Respectfully, what you guys are saying, and what I am saying is in fact the same thing.
Pete. Maybe just maybe what you are calling internal and what I am calling internal are different. [snip]
Well, what you just wrote there is a contradiction. On the one hand you're claiming we're all saying the same thing, then you say we're using the word internal to describe different things. I understand the meaning you want to give to the word "natural", and that's fine even though it's not the common usage, but it still doesn't sound the same to me. Even if it was, saying "keep one point" and "move naturally" should mean the same thing then, and they're therefore equally useless in getting much.
Also from a basic common sense standpoint, if I were to say X, and you say that doesn't sound anything like what you were thinking, where would be my basis to claim we're talking about the same thing over your objection? Like I said, this can't be talked around, it can only be demonstrated. Then and only then are you sure what the other person is trying to say.
And for the record, I find these ki tests relatively meaningless. Once someone publishes a test, people can work on just doing whatever the test is. That's not the point. The point is that someone who can do these things could pass all manner of tests on the fly as a byproduct of their training. The reverse is not true - passing the tests doesn't mean you can do much of anything else. As a practical matter, if you know what you're looking for you don't need any tests, you can easily feel what someone knows. You can often see it by looking at them too, once you know what to look for. If you know it, tests are pointless, and if you don't know it...tests are pointless.

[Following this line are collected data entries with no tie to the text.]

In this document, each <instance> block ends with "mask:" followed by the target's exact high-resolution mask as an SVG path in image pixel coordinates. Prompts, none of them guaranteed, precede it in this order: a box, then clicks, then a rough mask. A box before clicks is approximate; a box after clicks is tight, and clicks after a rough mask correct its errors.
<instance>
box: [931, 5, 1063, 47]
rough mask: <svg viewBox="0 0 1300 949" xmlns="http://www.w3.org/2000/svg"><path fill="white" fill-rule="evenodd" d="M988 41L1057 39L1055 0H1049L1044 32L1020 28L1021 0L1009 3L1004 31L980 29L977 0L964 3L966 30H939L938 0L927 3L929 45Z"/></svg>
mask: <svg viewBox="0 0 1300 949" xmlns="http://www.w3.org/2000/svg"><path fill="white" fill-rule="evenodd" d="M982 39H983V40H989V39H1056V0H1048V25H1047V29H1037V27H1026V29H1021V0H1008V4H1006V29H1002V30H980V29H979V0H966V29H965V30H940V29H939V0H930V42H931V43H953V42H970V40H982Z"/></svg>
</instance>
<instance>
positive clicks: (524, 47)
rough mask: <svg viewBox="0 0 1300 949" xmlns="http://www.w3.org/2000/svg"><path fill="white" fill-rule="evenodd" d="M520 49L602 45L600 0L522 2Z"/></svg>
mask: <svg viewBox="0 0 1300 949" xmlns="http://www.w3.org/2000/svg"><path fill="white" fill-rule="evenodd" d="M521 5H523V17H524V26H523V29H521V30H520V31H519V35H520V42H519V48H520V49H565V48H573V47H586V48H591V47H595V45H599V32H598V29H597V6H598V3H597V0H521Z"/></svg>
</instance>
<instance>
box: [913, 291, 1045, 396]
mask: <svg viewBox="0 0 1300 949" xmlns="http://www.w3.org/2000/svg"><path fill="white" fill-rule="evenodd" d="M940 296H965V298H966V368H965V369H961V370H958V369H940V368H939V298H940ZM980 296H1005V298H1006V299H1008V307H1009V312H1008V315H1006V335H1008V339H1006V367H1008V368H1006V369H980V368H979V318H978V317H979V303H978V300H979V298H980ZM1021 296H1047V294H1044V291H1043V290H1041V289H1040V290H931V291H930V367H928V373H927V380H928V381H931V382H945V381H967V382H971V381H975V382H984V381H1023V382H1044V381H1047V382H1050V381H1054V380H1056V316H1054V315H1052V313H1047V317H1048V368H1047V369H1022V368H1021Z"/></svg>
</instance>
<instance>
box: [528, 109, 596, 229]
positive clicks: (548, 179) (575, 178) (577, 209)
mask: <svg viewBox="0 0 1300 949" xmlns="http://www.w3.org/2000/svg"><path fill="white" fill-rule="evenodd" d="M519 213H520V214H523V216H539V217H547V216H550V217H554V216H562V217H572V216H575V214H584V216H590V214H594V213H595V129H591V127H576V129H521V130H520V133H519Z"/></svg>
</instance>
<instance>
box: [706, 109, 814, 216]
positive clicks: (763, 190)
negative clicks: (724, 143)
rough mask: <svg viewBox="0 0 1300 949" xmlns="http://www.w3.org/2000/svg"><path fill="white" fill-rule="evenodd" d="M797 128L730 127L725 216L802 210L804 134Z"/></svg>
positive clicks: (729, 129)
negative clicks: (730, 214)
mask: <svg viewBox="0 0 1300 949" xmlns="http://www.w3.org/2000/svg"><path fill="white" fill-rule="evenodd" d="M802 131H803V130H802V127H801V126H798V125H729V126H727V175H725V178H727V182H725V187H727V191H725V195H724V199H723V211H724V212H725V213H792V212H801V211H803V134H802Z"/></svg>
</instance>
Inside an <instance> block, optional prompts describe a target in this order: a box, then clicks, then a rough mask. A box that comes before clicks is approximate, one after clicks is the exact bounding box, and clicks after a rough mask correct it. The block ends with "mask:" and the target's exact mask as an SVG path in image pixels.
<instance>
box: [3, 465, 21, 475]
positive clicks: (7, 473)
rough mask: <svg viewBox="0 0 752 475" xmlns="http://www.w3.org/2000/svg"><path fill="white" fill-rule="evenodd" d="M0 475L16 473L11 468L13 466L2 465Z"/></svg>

For example, here's Chen Xiao Wang (direct descendant of the family that created Taiji, and best of his generation) doing some rooting demos for fun:
But does this really show what he's capable of? No. If you can duplicate these things, can you do what he does in the general sense? No. If you tried pushing him, grabbing him, putting a lock on him, taking a hit from him, would you be impressed, and know why people make a big deal out of it? Yes, very much. Probably more like shocked. If at that point you want to say it's "natural" movement cavemen did, I would still disagree (and I doubt you'd say that anymore), but at least we'd all be on the same page as far as what exactly is being discussed. Then you can get to the discussion of how to do this stuff, how to train it, and all the rest.